Mustard, Garlic

Information on Garlic Mustard

Common Name: Garlic Mustard
Scientific Name: Alliaria petiolata
Irish Name: Bóchoinneal
Family Group: Brassicaceae
Distribution: View Map (Courtesy of the BSBI)
Flowering Period


Click for list of all flowering by month
Garlic Mustard is not easily confused with other wild plants on this web site.

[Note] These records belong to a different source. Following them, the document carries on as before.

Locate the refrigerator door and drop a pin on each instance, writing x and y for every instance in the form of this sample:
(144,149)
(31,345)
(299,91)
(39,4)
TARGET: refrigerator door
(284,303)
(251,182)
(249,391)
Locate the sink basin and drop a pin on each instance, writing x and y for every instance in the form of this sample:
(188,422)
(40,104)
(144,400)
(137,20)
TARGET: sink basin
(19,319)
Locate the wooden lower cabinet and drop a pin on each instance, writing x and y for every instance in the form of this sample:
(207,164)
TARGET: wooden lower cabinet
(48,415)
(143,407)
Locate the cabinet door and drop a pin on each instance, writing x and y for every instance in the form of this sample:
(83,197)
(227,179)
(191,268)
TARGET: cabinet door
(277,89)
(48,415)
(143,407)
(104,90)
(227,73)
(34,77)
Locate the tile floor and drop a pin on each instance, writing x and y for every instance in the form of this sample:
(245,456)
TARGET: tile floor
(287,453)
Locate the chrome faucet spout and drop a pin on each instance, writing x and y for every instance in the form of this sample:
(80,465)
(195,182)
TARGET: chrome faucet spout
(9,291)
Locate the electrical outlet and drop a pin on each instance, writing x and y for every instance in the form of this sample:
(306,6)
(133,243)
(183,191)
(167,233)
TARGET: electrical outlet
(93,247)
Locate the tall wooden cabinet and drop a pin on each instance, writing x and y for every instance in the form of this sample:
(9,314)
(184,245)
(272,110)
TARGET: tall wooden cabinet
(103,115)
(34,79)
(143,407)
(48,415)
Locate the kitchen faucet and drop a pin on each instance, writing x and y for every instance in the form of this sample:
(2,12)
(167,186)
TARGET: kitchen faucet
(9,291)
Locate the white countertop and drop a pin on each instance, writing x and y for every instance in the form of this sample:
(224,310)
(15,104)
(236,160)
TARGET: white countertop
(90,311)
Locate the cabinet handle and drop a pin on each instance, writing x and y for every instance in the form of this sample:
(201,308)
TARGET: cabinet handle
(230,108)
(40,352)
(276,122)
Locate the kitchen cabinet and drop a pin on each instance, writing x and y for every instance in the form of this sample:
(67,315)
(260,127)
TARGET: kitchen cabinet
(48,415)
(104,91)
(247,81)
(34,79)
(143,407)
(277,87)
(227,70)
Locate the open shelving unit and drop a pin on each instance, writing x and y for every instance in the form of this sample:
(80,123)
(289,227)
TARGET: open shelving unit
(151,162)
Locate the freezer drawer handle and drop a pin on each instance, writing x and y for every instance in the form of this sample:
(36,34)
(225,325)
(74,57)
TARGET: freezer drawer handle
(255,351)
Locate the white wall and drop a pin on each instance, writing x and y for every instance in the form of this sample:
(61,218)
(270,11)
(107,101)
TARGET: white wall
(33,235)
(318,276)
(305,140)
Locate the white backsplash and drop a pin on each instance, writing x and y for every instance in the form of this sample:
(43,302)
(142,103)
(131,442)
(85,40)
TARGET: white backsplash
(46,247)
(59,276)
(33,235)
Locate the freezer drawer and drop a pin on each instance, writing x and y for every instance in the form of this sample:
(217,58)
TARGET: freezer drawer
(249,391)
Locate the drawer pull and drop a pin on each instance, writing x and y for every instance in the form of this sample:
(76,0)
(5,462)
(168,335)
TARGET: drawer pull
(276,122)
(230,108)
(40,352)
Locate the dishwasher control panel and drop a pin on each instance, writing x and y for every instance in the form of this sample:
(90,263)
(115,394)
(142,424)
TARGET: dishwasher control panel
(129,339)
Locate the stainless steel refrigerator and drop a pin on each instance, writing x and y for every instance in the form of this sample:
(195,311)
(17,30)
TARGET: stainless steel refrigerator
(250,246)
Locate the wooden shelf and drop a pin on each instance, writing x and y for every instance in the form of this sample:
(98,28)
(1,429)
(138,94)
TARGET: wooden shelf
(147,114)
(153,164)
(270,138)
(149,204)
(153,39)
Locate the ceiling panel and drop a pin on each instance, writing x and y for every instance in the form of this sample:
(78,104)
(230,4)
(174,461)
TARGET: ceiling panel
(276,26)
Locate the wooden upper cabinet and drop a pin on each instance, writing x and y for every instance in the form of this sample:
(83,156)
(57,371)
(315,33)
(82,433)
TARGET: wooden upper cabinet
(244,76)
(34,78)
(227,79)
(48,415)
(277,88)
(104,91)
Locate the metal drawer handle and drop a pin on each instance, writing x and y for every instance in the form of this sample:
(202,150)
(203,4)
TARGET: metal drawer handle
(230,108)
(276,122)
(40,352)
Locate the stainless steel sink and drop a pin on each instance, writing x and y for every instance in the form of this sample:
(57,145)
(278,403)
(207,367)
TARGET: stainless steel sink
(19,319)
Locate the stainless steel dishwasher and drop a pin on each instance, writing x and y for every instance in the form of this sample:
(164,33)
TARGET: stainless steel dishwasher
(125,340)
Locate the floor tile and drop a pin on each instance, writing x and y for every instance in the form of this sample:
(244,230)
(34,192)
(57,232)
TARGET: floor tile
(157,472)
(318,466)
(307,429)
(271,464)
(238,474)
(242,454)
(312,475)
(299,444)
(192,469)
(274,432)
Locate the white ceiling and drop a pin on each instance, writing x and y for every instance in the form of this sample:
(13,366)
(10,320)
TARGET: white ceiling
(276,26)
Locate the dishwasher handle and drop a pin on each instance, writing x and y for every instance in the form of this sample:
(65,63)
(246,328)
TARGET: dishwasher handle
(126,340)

Almost hairless, Garlic Mustard is a quite commonly seen wildflower of wood margins, roadsides and hedges.  Sometimes reaching over 1 metre high, this hairless biennial has erect stalks which bear white 4-petalled flowers (3-5mm across) in elongated racemes. The glossy leaves are long-stalked and distinctively heart-shaped with bluntly-toothed margins.  They bloom from April to June and are followed by seeds in erect cylindrical siliquas (long, thin seedpods). This is a native plant which belongs to the family Brassicaceae. 

My first record of this plant is in 1977 in Dalkey Park, Co Dublin and I photographed it there in 2008. 

If you are satisfied you have correctly identified this plant, please submit your sighting to the National Biodiversity Data Centre

This plant is called 'Garlic' Mustard because of the smell obtained by crushing the leaves or roots.  It is still used medicinally in treatments for sore throats and there are several recipes available to make pesto, to flavour fish and meat dishes and to eat raw in salads.  It is also known as Jack-by-the Hedge and is a larval foodplant of the Orange-tip butterfly.